I know what you are thinking, when is data too clean? And who wants dirty data?
If you are someone who works with data on a regular basis, you know that all too often data is a mess. Data may be missing, have errors, or is too outdated to be useful. Generally, we strive to clean our data and maintain that cleanliness, but often you need imperfect data for testing.
In this case, our consultants were evaluating open source data profiling tools and needed sample data to run reports against. We located a sample data file that fit our use case but upon inspection the data was too clean. In order to evaluate our selected profiling tools, we wanted to demonstrate how each would report on dirty data. In our use case, 'dirty data' was defined as unexpected null values in an assortment of fields and duplicate values for unique identifiers.

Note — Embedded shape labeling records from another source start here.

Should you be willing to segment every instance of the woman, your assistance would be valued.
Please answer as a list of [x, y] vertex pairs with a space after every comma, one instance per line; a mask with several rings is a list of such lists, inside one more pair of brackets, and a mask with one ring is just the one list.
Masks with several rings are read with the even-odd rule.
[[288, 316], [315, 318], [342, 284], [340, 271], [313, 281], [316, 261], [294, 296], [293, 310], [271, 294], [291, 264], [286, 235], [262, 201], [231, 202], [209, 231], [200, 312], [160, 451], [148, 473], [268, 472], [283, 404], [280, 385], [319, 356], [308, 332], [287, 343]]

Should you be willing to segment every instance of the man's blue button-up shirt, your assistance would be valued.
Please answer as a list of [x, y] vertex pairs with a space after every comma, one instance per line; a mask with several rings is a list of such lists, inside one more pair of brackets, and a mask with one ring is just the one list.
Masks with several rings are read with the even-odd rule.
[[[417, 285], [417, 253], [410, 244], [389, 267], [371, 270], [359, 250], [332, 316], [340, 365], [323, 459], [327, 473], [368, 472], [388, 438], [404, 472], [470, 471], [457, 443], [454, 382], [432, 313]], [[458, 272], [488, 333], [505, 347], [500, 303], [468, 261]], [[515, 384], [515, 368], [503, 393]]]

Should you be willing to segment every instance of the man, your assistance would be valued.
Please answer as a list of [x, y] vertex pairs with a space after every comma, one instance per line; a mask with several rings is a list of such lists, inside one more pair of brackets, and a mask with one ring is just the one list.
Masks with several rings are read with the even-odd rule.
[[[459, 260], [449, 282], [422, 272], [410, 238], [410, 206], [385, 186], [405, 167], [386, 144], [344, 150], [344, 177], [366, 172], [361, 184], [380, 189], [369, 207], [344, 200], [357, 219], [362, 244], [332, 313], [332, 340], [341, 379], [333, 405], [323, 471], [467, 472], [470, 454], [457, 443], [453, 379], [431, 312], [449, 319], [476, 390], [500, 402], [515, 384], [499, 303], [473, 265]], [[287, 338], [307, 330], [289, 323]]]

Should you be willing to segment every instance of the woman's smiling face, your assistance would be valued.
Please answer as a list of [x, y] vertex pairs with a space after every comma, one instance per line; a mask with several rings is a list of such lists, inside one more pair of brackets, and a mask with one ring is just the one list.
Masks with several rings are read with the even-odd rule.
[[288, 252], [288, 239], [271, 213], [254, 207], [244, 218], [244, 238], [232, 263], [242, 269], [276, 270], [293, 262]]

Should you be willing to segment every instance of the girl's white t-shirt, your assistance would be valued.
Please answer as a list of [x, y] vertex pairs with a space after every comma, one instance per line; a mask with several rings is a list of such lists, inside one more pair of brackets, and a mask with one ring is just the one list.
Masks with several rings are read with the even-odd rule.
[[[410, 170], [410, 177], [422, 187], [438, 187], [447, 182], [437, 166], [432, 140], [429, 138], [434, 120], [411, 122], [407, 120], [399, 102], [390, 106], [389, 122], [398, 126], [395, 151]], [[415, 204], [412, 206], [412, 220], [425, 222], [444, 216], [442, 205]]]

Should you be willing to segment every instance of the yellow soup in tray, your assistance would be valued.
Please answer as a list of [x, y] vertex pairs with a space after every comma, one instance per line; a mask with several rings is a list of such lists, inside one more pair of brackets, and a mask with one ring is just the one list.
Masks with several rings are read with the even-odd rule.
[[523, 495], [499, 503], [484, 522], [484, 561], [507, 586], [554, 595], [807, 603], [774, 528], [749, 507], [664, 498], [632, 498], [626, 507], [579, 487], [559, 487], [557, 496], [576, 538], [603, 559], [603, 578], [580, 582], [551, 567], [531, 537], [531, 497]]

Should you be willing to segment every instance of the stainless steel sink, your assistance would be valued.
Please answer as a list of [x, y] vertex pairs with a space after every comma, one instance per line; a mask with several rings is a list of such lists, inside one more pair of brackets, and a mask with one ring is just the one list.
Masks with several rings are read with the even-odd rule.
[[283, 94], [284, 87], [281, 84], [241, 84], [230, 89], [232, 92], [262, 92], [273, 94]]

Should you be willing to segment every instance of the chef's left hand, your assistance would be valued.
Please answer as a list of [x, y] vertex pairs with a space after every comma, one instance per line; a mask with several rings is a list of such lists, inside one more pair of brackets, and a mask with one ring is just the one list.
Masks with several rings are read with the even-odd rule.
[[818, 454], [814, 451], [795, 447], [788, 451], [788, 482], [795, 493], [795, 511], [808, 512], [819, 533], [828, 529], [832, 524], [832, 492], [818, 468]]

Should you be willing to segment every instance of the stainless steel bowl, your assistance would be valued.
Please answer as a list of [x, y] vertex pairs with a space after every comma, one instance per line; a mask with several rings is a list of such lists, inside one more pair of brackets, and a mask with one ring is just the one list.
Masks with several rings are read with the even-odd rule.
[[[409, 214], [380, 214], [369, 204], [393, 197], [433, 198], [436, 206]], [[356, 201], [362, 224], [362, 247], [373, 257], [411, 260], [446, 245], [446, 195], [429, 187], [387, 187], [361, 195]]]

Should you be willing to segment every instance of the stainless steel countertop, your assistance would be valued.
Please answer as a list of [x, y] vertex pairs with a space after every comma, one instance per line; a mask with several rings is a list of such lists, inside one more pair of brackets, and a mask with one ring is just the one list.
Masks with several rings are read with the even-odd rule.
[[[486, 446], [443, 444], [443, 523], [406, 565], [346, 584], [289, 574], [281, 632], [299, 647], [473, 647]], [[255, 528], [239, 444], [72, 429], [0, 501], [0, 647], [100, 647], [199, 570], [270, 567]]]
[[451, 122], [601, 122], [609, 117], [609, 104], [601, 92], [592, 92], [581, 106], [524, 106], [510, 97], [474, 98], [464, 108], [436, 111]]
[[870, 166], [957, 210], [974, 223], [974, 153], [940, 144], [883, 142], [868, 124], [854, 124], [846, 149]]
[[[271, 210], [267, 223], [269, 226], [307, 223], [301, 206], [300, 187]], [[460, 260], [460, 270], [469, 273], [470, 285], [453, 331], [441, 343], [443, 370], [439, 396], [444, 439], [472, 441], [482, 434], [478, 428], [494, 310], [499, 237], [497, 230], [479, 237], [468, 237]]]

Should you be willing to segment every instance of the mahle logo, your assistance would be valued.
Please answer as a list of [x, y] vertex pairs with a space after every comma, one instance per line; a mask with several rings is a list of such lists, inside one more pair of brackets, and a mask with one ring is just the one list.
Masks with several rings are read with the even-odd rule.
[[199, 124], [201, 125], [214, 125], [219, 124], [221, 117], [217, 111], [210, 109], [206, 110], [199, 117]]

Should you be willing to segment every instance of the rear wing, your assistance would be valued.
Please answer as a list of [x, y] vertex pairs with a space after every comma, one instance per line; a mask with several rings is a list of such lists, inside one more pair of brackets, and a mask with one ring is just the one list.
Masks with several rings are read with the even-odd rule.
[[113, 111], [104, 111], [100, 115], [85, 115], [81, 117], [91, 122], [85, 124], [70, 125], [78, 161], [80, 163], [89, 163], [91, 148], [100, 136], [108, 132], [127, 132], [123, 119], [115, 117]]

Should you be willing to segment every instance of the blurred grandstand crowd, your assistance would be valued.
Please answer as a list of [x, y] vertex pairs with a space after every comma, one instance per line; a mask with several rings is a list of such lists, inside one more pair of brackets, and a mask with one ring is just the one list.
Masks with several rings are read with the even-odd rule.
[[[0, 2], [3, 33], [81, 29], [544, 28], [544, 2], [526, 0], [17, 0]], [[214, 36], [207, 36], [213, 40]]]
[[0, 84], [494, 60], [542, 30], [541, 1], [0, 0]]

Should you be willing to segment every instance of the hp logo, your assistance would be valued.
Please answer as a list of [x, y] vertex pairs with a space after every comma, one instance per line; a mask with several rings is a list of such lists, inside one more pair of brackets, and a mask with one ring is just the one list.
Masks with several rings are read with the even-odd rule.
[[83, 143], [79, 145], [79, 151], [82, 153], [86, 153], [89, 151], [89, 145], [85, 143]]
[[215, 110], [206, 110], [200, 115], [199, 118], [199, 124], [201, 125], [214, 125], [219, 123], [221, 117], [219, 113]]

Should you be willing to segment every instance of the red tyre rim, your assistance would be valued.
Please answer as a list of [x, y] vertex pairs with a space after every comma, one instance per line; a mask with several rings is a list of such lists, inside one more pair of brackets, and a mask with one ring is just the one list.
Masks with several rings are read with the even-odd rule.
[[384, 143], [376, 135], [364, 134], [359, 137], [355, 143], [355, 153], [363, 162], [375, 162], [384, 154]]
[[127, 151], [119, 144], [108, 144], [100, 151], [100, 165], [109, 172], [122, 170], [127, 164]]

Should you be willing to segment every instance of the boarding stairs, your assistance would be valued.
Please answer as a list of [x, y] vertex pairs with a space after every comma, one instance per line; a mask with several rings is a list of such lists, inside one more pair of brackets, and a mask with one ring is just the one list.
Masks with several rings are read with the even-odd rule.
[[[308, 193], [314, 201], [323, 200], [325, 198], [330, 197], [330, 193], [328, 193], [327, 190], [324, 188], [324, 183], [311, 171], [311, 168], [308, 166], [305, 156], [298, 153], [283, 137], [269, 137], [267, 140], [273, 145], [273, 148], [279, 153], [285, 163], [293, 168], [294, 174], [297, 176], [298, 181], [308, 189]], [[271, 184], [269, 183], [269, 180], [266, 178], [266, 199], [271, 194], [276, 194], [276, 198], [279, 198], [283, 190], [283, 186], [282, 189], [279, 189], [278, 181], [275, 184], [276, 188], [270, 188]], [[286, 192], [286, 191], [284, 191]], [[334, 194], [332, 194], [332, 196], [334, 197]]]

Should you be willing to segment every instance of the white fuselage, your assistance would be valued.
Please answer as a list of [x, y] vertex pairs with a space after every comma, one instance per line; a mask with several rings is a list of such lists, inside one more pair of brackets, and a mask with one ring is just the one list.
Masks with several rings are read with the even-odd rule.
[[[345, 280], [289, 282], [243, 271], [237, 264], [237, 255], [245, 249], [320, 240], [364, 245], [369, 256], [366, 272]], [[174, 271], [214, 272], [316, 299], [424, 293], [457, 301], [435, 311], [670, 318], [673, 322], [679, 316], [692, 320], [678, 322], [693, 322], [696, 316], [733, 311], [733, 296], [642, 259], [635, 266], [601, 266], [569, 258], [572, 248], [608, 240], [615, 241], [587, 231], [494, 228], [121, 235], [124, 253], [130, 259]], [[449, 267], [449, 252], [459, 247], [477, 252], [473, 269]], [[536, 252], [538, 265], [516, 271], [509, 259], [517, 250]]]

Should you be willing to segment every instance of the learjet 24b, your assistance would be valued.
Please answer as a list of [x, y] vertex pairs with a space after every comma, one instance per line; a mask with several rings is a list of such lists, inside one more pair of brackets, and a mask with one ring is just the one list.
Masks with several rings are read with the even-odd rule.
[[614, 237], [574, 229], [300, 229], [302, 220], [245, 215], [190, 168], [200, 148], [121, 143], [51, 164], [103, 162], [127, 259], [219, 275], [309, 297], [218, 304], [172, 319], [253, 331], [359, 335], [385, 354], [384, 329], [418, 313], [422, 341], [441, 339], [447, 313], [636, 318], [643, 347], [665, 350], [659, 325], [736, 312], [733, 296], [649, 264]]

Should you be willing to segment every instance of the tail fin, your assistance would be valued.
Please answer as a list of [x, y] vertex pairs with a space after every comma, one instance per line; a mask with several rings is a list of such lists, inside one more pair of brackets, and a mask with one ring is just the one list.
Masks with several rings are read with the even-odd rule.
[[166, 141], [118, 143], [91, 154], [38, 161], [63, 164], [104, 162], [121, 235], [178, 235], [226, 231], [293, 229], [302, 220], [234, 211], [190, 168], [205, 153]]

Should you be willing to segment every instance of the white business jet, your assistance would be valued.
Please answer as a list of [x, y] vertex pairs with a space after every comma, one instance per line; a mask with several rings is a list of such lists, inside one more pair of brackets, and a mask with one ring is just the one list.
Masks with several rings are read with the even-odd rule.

Rather than manually editing our data file to add nulls and duplicates, I decided to write a script to randomize the process using python and pandas. For this use case, I am using python 3.9 and our data file is a csv.
Let's walk through the script!
Set Up:
First, a few variables need to be defined.
- FILE_NAME: (string) name of the file to read from
- FIELDS_TO_ADD_NULL: (list) a list of field names which we will add nulls to
- FIELDS_TO_CREATE_DUPS: (list) a list of field names which we will create duplicate values in
- MAX_NUMBER_OF_NULL_ROWS: (int) the maximum number of rows we want to add null values to
- MAX_NUMBER_OF_DUP_ROW: (int) the maximum number of rows we want to create duplicate values in
Note: The field names and maximum number of rows could also be randomized but I chose to control these definitions.
import random
import pandas as pd
FILE_NAME = 'BankCustomers.csv'
FIELDS_TO_ADD_NULLS = ['credit_limit','customer_age','income_category']
FIELDS_TO_CREATE_DUPS = ['clientnum']
MAX_NUM_OF_NULL_ROWS = 20
MAX_NUM_OF_DUP_ROWS = 5
The provided data file is read into a pandas DataFrame and one more variable is defined as a range() object representing all indexes in the DataFrame.
df = pd.read_csv(FILE_NAME, dtype=object)
RANGE_OF_INDEXES = range(len(df))
Function for Randomization:
An integral piece of this script is the use of the sample() function from Python's random module. Sample() randomly selects elements from a provided list (or other python sequence), without repeating items, and returns them in a list of their own. For this script, the sample() function will be used to create a list of random row indexes that will be utilized to make updates to the DataFrame.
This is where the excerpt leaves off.